Węgiel się nie nadaje jest koksujaco-spiekajacy ,możesz na teraz wybierać z popiołu koks (pumeks) i wrzucać ponownie do zasobnika, kup poszukaj gdzieś Retopal ,kupuj po kilka worków w różnych miejscach i sprawdzaj jak się spala jak zacznie spalać na popiół to wtedy kup większą ilość.

Co do kotła (hałasu) musisz kupić gumę i podłożyć pod kocioł :
Kawał pasa transmisyjnego ,kocioł cały ma stać na gumie i noga od podajnika też .
http://allegro.pl/tasmociag-przenosnik-tas...4941919661.html

Czy korona palnika została wklejona na uszczelniacz wysokotemperaturowy ?

Co do nastaw na sterowniku to zmień na krótkie cykle :
7s podawanie 38-42s przerwa
lub
2s podawanie 11-15s przerwa
sprawdza popiół. Edytowano przez animus (zobacz historię edycji)
Link do komentarza
  • 2 tygodnie temu...
Krótki raport z placu boju:

1. Spadki temperatury do 40 i wielogodzinne nagrzewanie:
Od czasu jak zmieniłem tryb pracy pompy na ciągły, nie ma już tych wielogodzinnych epizodów.
Oryginalnie pompa pracowała do osiągnięcia temperatury na budynku, i wyłączała się aż trzeba znowu było nagrzać dom.
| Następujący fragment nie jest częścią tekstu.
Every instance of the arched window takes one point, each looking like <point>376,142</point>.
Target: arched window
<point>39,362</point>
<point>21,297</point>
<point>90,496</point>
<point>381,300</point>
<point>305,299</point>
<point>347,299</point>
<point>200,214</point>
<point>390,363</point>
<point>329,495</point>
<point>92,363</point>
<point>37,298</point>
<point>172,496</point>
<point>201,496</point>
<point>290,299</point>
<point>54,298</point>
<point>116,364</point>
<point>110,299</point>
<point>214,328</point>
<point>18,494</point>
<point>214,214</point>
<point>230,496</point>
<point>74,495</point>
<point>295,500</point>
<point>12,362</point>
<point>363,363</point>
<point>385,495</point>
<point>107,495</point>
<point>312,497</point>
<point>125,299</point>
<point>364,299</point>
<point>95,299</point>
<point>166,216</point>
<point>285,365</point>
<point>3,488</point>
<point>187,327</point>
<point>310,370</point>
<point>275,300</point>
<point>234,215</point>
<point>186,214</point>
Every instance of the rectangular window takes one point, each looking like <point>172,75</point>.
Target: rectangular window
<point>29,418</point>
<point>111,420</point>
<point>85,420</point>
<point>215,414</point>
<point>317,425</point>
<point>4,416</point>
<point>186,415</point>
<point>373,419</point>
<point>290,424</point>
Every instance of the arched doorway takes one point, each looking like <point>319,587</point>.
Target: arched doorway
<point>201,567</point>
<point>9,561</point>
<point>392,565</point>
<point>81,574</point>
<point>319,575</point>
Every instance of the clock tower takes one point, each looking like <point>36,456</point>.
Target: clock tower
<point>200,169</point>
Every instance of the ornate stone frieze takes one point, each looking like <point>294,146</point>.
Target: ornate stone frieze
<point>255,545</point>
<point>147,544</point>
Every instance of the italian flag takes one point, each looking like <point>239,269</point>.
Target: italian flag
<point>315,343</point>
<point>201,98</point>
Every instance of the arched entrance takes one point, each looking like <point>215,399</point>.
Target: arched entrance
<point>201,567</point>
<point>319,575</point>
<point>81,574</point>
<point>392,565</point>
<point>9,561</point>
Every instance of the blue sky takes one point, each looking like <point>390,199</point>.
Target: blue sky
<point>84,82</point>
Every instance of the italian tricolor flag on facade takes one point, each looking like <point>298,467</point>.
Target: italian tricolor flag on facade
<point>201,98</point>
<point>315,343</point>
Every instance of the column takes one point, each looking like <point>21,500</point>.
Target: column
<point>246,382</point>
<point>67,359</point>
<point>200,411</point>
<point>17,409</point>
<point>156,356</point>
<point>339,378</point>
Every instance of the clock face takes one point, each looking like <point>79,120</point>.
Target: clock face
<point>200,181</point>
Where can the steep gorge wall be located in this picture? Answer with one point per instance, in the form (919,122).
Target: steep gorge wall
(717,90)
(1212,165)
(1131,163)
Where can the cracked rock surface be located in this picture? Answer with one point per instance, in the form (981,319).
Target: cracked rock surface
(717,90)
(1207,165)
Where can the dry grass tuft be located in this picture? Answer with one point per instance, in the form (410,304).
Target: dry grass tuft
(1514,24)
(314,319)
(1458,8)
Myślę że piec po prostu "dostawał zawału" gdy po paru godzinach pompa wznawiała pracę i zalewało go zimną wodą. W instalacji jest całkiem spory zład wodny, a kocioł może być delikatnie niedowymiarowany.
Wniosek: Unikać nagłych zmian temperatury.

2. Palnik
Instalator nic przy koronie nie robił, możliwe że trzeba rozebrać i zobaczyć.

3. Hałas
Był u mnie serwisant z ekoenergii, wymienił silnik (i reduktor) na inny - jest trochę ciszej, ale nadal słychać. Jestem umówiony z instalatorem na postawienie całego pieca na gumowych podkładkach (pas transmisyjny).

4. Paliwo
Nie udało mi się załatwić nic do testów. W sobotę odbiłem się od drzwi składu :-/
Gościu z punktu 3 poradził dać więcej węgla i mniej luftu - piec wydaje się teraz nagrzewać szybciej (zobaczymy co będzie w mrozy), ale mam sporą kupkę niedopału w popielniku.
Aktualne ustawienie to 6 na 28, wiatrak 48%.
Teraz zmniejszyłem na 5 na 28, wiatrak ten sam. Zobaczę co będzie rano.
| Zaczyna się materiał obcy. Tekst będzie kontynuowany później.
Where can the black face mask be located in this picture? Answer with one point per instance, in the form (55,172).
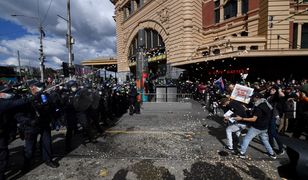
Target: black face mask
(7,96)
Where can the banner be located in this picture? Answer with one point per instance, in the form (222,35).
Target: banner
(242,93)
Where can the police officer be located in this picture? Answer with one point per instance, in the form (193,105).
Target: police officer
(7,103)
(70,113)
(39,117)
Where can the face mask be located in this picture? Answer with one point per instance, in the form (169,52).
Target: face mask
(6,96)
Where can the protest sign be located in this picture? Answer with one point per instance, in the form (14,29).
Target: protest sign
(242,93)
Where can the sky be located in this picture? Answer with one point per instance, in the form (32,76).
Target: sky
(93,29)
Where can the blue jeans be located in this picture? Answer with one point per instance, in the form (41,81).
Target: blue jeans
(253,132)
(273,135)
(234,128)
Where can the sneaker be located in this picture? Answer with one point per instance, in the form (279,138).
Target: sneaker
(281,152)
(52,164)
(229,148)
(242,155)
(273,156)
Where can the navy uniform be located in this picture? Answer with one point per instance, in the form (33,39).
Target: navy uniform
(7,103)
(37,121)
(134,106)
(70,113)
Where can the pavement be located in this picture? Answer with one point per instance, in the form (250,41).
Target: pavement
(166,141)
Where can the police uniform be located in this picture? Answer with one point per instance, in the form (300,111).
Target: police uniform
(37,121)
(5,106)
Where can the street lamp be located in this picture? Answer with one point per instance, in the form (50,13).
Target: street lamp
(69,38)
(41,51)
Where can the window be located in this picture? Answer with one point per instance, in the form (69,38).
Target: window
(155,39)
(216,11)
(230,9)
(304,36)
(149,39)
(245,6)
(254,47)
(295,32)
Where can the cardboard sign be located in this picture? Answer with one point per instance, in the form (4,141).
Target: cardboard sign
(242,93)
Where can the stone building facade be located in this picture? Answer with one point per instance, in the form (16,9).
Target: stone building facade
(198,31)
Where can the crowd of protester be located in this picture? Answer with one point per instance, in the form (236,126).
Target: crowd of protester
(285,103)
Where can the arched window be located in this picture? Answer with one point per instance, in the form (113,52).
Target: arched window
(230,9)
(304,36)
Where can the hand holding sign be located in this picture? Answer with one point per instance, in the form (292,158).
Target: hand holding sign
(242,93)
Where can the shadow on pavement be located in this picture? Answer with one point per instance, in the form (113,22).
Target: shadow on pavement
(204,170)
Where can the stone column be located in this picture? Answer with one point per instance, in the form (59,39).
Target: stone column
(239,8)
(222,14)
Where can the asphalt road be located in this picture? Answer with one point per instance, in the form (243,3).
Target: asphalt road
(166,141)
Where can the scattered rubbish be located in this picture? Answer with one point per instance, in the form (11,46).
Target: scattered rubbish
(103,172)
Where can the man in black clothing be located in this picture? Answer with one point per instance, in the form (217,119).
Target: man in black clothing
(37,121)
(262,114)
(7,103)
(237,109)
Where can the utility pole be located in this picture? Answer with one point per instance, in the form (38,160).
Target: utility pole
(69,40)
(19,67)
(42,35)
(42,57)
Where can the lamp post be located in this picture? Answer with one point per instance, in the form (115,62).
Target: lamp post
(69,38)
(41,50)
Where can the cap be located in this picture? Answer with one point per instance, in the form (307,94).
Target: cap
(224,100)
(257,95)
(304,88)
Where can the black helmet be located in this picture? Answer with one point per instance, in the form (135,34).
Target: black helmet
(71,83)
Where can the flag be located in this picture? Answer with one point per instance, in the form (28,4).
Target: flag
(220,83)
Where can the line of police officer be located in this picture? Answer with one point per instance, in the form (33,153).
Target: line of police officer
(85,108)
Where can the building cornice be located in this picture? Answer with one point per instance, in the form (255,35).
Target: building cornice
(246,53)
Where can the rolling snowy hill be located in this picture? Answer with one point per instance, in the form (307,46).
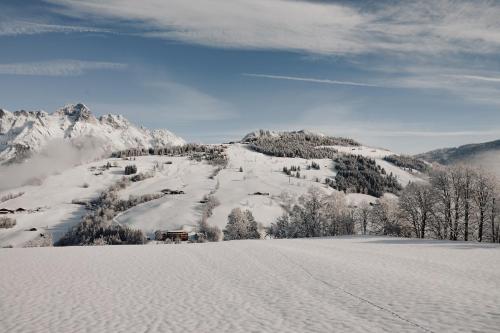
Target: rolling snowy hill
(352,284)
(250,180)
(23,133)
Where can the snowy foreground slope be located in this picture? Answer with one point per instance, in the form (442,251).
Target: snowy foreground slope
(23,133)
(50,209)
(315,285)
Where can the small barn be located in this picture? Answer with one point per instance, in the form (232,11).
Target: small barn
(6,211)
(177,235)
(173,235)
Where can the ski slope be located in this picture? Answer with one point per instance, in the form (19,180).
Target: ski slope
(315,285)
(260,173)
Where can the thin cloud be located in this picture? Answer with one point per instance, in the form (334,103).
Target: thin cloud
(58,68)
(477,78)
(15,28)
(307,79)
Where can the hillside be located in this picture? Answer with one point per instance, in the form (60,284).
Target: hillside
(250,180)
(356,284)
(23,133)
(486,155)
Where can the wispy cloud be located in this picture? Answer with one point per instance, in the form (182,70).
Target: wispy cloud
(477,78)
(15,28)
(57,67)
(172,102)
(307,79)
(420,27)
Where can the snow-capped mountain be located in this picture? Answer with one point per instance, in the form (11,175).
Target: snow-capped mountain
(26,132)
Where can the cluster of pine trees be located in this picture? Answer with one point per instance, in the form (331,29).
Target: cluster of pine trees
(241,225)
(209,232)
(459,203)
(407,162)
(359,174)
(299,144)
(214,154)
(99,228)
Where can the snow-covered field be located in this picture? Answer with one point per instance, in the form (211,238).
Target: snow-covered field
(232,188)
(315,285)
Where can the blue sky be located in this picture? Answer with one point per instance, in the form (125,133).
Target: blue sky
(410,76)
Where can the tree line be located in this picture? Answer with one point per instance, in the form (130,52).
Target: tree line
(299,144)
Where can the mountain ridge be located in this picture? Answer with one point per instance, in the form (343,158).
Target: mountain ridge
(23,133)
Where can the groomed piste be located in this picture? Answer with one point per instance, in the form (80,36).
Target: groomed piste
(355,284)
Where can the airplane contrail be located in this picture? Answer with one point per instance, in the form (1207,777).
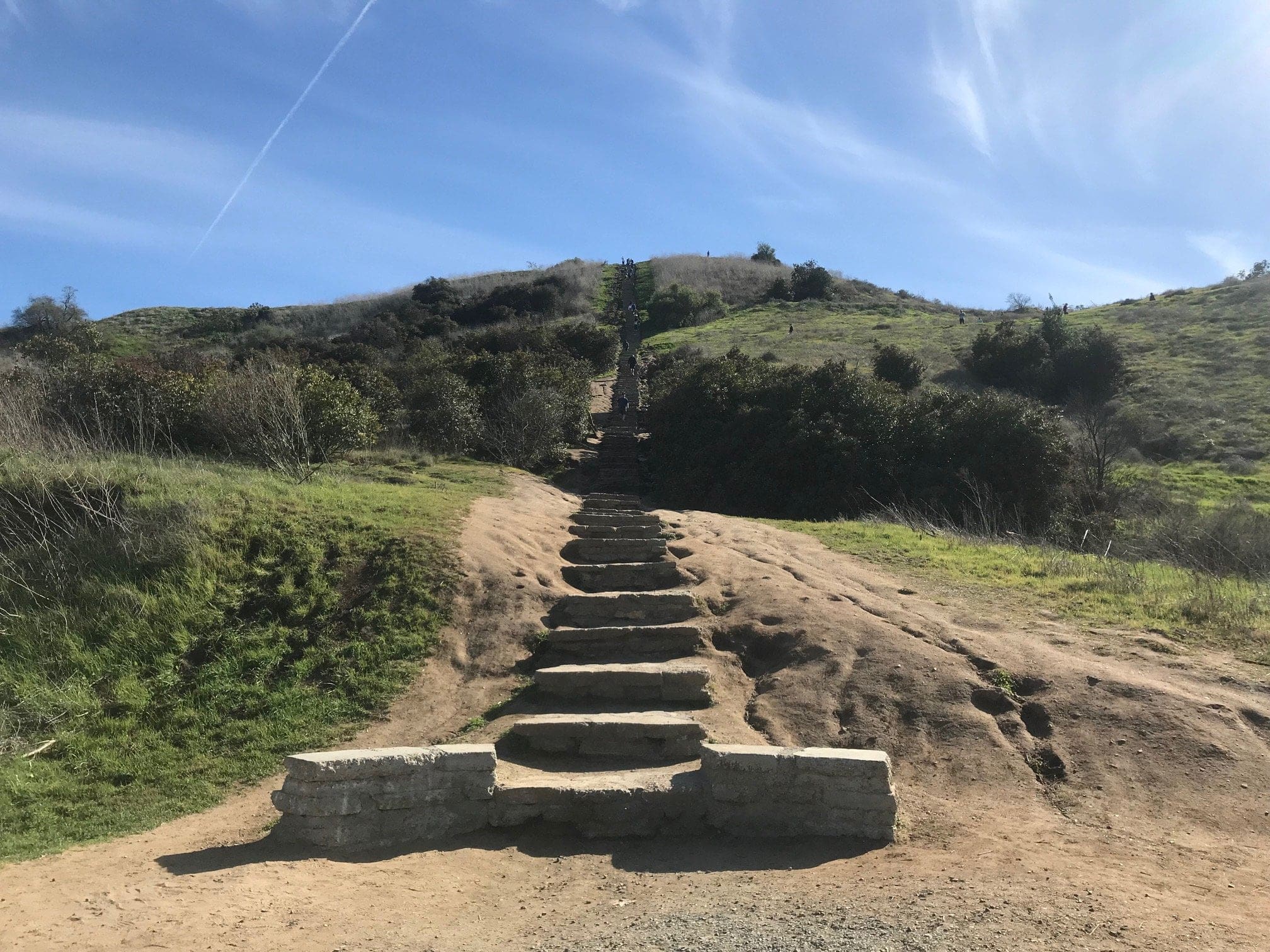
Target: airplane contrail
(283,125)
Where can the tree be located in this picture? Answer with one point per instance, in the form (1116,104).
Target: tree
(896,365)
(1089,366)
(1102,437)
(49,315)
(766,254)
(1017,301)
(1007,358)
(290,419)
(680,306)
(779,291)
(809,281)
(437,295)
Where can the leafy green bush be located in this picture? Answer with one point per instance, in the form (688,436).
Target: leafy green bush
(809,281)
(680,306)
(900,367)
(443,412)
(294,419)
(766,254)
(743,436)
(1050,362)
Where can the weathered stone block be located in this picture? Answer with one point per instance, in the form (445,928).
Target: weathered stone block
(466,757)
(835,762)
(326,805)
(358,764)
(746,758)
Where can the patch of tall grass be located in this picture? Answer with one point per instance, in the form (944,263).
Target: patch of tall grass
(1192,607)
(172,627)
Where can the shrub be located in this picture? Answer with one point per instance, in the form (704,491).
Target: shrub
(740,280)
(896,365)
(289,419)
(1051,362)
(766,254)
(743,436)
(1009,358)
(49,315)
(779,291)
(809,281)
(680,306)
(437,295)
(443,413)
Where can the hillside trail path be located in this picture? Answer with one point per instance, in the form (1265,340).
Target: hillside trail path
(1117,800)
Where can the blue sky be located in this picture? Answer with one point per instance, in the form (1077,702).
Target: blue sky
(961,149)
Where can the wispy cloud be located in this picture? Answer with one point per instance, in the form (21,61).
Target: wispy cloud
(265,149)
(126,186)
(1228,252)
(290,9)
(957,87)
(81,222)
(784,135)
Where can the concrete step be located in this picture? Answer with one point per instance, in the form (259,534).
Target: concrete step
(649,735)
(625,577)
(601,611)
(619,642)
(632,803)
(595,517)
(660,682)
(615,531)
(596,551)
(597,503)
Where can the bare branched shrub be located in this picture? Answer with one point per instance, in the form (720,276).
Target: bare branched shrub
(290,419)
(257,413)
(526,429)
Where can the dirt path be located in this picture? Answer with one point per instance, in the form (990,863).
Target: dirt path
(1156,838)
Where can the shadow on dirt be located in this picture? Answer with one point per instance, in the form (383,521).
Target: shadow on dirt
(701,853)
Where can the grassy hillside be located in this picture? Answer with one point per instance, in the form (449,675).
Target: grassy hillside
(1201,358)
(149,328)
(176,627)
(1186,607)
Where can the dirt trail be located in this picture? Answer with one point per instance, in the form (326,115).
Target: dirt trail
(1156,838)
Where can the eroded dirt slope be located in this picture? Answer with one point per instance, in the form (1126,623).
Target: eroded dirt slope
(1155,837)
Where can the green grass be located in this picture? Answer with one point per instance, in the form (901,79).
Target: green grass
(1201,358)
(646,286)
(1193,609)
(1206,484)
(225,618)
Na wykresie temperatury nadal widać okazyjne spadki temperatury (w momentach w których powinien zacząć grzać) - muszę trafić na okazję i zobaczyć czy po prostu nie zrobił się kalafior w palniku.
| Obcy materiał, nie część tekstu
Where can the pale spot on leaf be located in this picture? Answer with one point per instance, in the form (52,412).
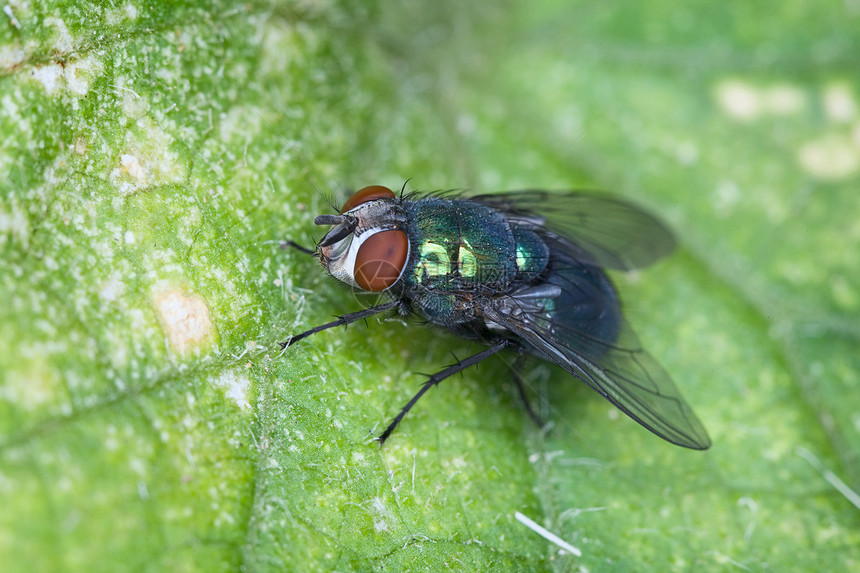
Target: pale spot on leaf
(185,319)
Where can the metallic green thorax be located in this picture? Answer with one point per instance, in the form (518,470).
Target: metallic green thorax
(462,247)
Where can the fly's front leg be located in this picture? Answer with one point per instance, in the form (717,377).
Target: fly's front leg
(521,390)
(438,377)
(342,321)
(298,247)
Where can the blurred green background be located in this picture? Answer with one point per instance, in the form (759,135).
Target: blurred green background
(153,155)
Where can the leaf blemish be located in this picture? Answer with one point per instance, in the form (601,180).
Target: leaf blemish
(235,384)
(185,318)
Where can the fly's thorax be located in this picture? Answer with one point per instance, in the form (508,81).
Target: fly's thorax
(458,245)
(532,254)
(367,247)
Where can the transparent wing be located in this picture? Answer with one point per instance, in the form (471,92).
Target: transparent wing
(596,228)
(597,346)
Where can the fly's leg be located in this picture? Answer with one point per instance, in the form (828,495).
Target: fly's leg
(521,390)
(343,320)
(438,377)
(298,247)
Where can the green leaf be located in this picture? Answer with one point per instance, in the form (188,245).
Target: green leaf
(153,157)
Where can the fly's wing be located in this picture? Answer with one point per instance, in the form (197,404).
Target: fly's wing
(599,229)
(618,369)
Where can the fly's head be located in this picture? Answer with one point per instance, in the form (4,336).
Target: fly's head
(367,246)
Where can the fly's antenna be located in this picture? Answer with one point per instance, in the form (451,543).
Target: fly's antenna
(403,189)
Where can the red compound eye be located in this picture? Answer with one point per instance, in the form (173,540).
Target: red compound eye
(380,259)
(367,194)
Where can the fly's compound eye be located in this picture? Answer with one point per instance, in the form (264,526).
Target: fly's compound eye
(366,194)
(380,259)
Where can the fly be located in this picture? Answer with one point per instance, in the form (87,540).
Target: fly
(521,271)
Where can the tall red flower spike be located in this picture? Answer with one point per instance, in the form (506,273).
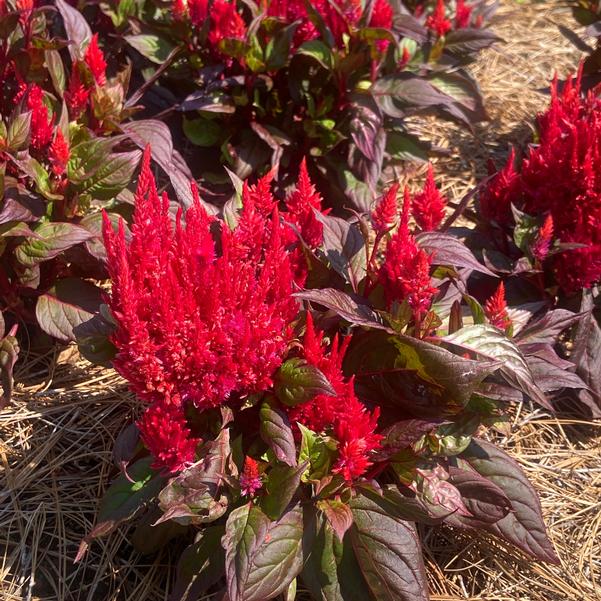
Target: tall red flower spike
(495,309)
(250,478)
(94,58)
(58,153)
(429,205)
(437,21)
(301,205)
(405,273)
(502,190)
(384,216)
(561,177)
(76,95)
(463,14)
(341,414)
(196,328)
(542,244)
(41,123)
(226,23)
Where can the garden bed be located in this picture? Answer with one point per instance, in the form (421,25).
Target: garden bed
(57,436)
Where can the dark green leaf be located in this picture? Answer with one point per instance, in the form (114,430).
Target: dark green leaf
(276,432)
(524,526)
(388,553)
(297,382)
(262,557)
(68,304)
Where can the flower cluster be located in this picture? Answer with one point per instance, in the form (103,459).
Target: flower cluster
(197,328)
(405,272)
(341,414)
(560,183)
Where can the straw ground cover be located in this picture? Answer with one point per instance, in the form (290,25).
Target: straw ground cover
(56,438)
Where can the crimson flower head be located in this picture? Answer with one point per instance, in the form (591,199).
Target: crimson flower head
(405,273)
(542,244)
(76,95)
(342,414)
(198,10)
(58,153)
(437,21)
(503,189)
(495,309)
(94,58)
(41,123)
(301,206)
(463,14)
(197,328)
(226,23)
(429,205)
(250,478)
(384,216)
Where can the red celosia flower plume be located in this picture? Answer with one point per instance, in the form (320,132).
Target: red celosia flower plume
(226,22)
(495,309)
(301,206)
(405,273)
(94,58)
(250,478)
(542,244)
(341,414)
(560,177)
(437,21)
(429,205)
(194,327)
(384,216)
(41,124)
(463,14)
(76,95)
(58,153)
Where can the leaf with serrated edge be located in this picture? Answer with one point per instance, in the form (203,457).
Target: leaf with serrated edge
(388,553)
(524,526)
(262,557)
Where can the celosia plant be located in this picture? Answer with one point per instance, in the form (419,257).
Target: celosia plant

Z plusów - wiem już ile stopni na kaloryferach potrzebuje budynek w zależności od temperatury na zewnątrz. Ustawiłem sobie krzywą grzewczą i budynek trzyma temperaturę całkiem nieźle.


Pytanie: Czy te czarne niedopalone kawałki mogę wrzucić z powrotem do ponownego spalenia? Mam je potłuc młotkiem, połamać? Edytowano przez Tomasz57 (zobacz historię edycji)
Link do komentarza
Cytat

Krótki raport z placu boju:

1. Spadki temperatury do 40 i wielogodzinne nagrzewanie:
Od czasu jak zmieniłem tryb pracy pompy na ciągły, nie ma już tych wielogodzinnych epizodów.
Oryginalnie pompa pracowała do osiągnięcia temperatury na budynku, i wyłączała się aż trzeba znowu było nagrzać dom. Myślę że piec po prostu "dostawał zawału" gdy po paru godzinach pompa wznawiała pracę i zalewało go zimną wodą. W instalacji jest całkiem spory zład wodny, a kocioł może być delikatnie niedowymiarowany.
Wniosek: Unikać nagłych zmian temperatury.

2. Palnik
Instalator nic przy koronie nie robił, możliwe że trzeba rozebrać i zobaczyć.

3. Hałas
Był u mnie serwisant z ekoenergii, wymienił silnik (i reduktor) na inny - jest trochę ciszej, ale nadal słychać. Jestem umówiony z instalatorem na postawienie całego pieca na gumowych podkładkach (pas transmisyjny).

4. Paliwo
Nie udało mi się załatwić nic do testów. W sobotę odbiłem się od drzwi składu :-/
Gościu z punktu 3 poradził dać więcej węgla i mniej luftu - piec wydaje się teraz nagrzewać szybciej (zobaczymy co będzie w mrozy), ale mam sporą kupkę niedopału w popielniku.
Aktualne ustawienie to 6 na 28, wiatrak 48%.
Teraz zmniejszyłem na 5 na 28, wiatrak ten sam. Zobaczę co będzie rano.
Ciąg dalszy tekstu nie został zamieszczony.